There were 2 feet of writing. There were quotes from the Bible on the stones. These beautifully carved stones. All of them leaning awry.

And it's so sad, they're neglected and awful. And then I went of course to that little house, that little workshop. And Jozio's family was still living there. His cousins and aunts were still living there. And I opened the trap door which led to the cellar.

Q. Did you go down there?

A. No I didn't. I don't know why I didn't, but I didn't. I didn't go down there. ... I don't know why I didn't.

Q. Why do you think it's important that kids hear this message?

A. I think it's important because it happened and it's now in different forms, it's happening in different parts of the world that people are being murdered because of their race or because of their color or because of their religion. They have to know that we, all of us, have these wild, untamed instincts in us and we have to be careful about the roles that we take in dealing with other nationalities and other people.

We have to be tolerant and root out prejudice. Because prejudice, it's just a road, but it leads there. That was the most horrible period in history, I believe, that nothing so cruel and brutal had ever happened. But one has to know, or one repeats it.

Q. Did we learn the lesson?

A. Certainly not adequately enough. But the reminder, the fact that there are so many Holocaust museums all over the world. That there are books like this being published. That 10th grade is mandated to teach the Holocaust. It's very important.

It's very important for young people to know that this happened. That this could happen. That we have to be very vigilant about our prejudices. And not to allow this to happen. And young people have to be taught because they're most impressionable and most idealistic. And they take these things to heart.

Q. One of the things you said in the book is that it's important to get these stories down.

A. Yes. My mother is 96, and many survivors of her generation are dying. We are the last witnesses, we hidden children. ... We are the last witnesses of an incredible chapter of history. Really incredible. Such evil. Such incredible evil. But you see such evil, or similar evil, is happening now around the world. It's happening in Darfur. It happened in Cambodia. It happened in Yugoslavia. We have to be very careful. And we have to learn this chapter thoroughly. All children have to learn.

MEMOIRS OF A HOLOCAUST VICTIM

"Bitter Freedom: Memoirs of a Holocaust Victim"
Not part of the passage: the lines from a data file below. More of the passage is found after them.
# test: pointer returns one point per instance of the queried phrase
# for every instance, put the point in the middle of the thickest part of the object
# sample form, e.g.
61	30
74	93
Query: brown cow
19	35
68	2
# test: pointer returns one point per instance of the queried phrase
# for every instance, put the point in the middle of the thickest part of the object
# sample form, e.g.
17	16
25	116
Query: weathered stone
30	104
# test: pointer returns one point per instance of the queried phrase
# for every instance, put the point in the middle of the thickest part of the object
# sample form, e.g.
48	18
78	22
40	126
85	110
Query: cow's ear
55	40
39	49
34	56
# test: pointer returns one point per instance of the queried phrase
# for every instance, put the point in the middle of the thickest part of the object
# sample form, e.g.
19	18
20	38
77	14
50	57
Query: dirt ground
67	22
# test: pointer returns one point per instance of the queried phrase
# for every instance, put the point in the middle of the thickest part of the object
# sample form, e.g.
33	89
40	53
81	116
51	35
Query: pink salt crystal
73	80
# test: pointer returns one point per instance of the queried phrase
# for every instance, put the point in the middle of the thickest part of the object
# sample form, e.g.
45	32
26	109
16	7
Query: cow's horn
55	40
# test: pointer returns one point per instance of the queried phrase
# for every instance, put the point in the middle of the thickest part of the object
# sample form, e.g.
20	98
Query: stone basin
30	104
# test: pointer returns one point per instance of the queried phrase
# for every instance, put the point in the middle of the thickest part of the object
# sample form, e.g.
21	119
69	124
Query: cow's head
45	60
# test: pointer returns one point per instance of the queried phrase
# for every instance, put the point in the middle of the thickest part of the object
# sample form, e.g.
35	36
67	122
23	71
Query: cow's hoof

Jafa and Natan Wallach were living in Poland near the community of Lesko when the Nazis took over the country. In a manuscript written by Jafa in 1959 and hidden away for years afterward, she tells the story of how many members of their family were murdered in a Nazi concentration camp, and how they and a couple of other family members later were forced to hide from the Nazis in a tiny earthen basement for 22 months. The cellar was hidden beneath the floorboards of a workshop owned by a mechanic named Jozef Zwonarz, whom the family called "Jozio." Jozio protected the family from the Gestapo, keeping them hidden and bringing them food, water and information. He kept the secret of their whereabouts to himself, not even telling his wife, who grew jealous of his suspicious activity and almost gave them away numerous times. The Wallachs protected their 4-year-old daughter, Rena, by sending her off to live in the woods with a Polish family whose patriarch, Janek, worked as a forest watcher for the Nazis. Janek's family was fearful the Nazis would discover that they were harboring a Jewish girl and would execute them if they found out. So Rena, who was unaware of her parents being alive in the basement a short distance away, lived in constant fear that she would be sacrificed to save her caretaker family.
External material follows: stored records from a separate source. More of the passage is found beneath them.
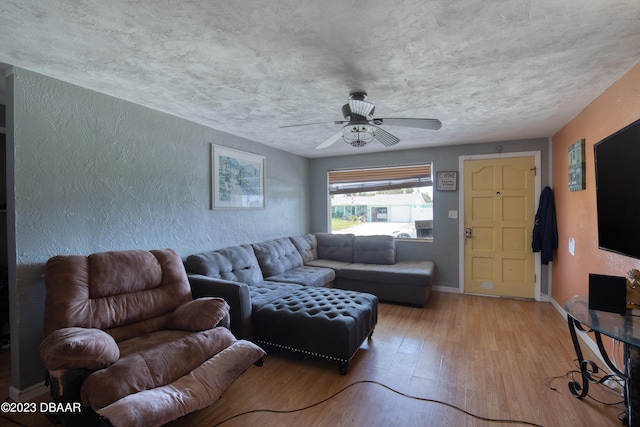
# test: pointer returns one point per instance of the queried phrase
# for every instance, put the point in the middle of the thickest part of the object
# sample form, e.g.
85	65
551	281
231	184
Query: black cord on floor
274	411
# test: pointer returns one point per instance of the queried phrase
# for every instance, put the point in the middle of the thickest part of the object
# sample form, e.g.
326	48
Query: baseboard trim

"Bitter Freedom" details the family's struggles before, during and after the war.

Rena, who now lives part time in Corinth with her husband Vlad, helped her mother edit her manuscript and get it published, and she wrote the book's afterword. Rena Bernstein now plays an active role in ensuring that the stories of the Holocaust are not lost to time. She speaks often to school-children, and will be the focal point of the upcoming "Celebration of Life," in which local students will express their feelings about the Holocaust through various art forms.